If Adam Dinham’s previous work is anything to go by, his reasoning for welfare’s being a sacred totem might rely on something similar to Caillois and Bataille’s understanding of the sacred. In his Faiths, Public Policy and Civil Society, Dinham offers an extensive account of how government came to take on public service and welfare provision from the church over the course of the 20th century (2009). Now given this process on its own it is conceivable that government welfare provision might slowly become a sacred totem by which UK society understood itself and its covenant with government. But coinciding as this process did with shifts towards secular belief, the idea that the government - and specifically not the church - provided welfare may have reinforced this totem. This story would seem to give a much more nuanced and therefore convincing account of how just one idea might become sacred. It seems to rely on something similar to Caillois and Bataille’s approach because it implies that an idea must broadly represent the way that a society perceives itself in order to be sacred for that society.

This nuanced approach is useful for two reasons: it gives us an idea of when and how something becomes sacred; and it gives us insight into how complicated the process is. Dinham considers the NHS in the same history of how government came to take on public services. But can we consider foreign aid or carbon reduction in a similar way? As with public services, government has displaced the church as the major provide of foreign aid. Yet for the reasons already suggested foreign aid is less emotive.

Since carbon reduction has proved to be non-instrumental and collective and has always been led by business or government, it remains the special case. We must therefore interrogate where its sacred elements might have come from if we are to agree it has such elements. The obvious place to turn is the green movement.  In his Green Politics is Eutopian, Paul Gillk explains how the green movement arose as a spiritual response to ideas of civilization (2008).

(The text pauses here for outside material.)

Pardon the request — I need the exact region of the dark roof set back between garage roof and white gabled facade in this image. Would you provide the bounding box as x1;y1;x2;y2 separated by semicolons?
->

In order to explain how this response was spiritual, it is worth leaning on Nietzsche’s reflections concerning how to cultivate a sense of the sacred in human activities. Nietzsche was particularly interested in how religions engage the whole person: diet, ritual, thought (1990). Picking up on how these reflections might be relevant for ostensibly nonreligious activities, Bataille thought of how the military and avante-garde groups similarly looked to engage the whole person (Bataille 1985). With this in mind, it is worth reflecting that the green movement was not just about government reform but also about collective self-reform. I bring about a change in the way I live my life in the hope that others will do their bit and follow my lead.

So perhaps what makes all of these ideas special is that they are underpinned in some way by ideas that are non-instrumental and collective. The trajectory of how each idea came to be sacred differs. This might explain why some ideas seem more sacred than others. While some ideas, like the NHS, seem almost indestructible, we are told that people’s interest in the environment is proportionate to the health of the economy.  Perhaps then, the sacred is a spectrum, and how sacred an idea is will tell us something about how much of a burden people are willing to carry in its name.


Timothy Stacey

Works Cited

Atran, Scott, Talking to the Enemy, HarperCollins, London, 2010

Bataille, George, Visions of Excess (trans. Allan Stoekl), University of Minnesota Press, Minneapolis, 1985

Caillois, Roger, Man and the Sacred (trans. Meyer Barash), University of Illinois Press, Champaign, 2001

Cladis, Mark, ‘Introduction’ to Elementary Forms of Religious Life, Oxford UP, Oxford, 2001

Dinham, Adam, Faiths, Public Policy and Civil Society, Palgrave Macmillan, London, 2009

  (a . d i n h a m [at] g o l d. a c . u k), (14 March 2012), RE: Sorry new copy, [online]. Email to Timothy Stacey (t I m o t h y j s t a c e y [at] g m a i l . c o m).

Gillk, Paul, Green Politics is Eutopian, Lutterworth Press, Cambridge, 2008

Nietzsche, Friedrich, Beyond Good and Evil (trans. R.J. Hollingdale), Penguin, London, 1990

Purnell, James, interviewed by: Jeremy Paxman, Newsnight, BBC2, 21st March 2012, 22:30

Stacey, Timothy, (2012) What Counts as Sacred? College of Sociology, [online], Available from: <> [Accessed 26 March 2012].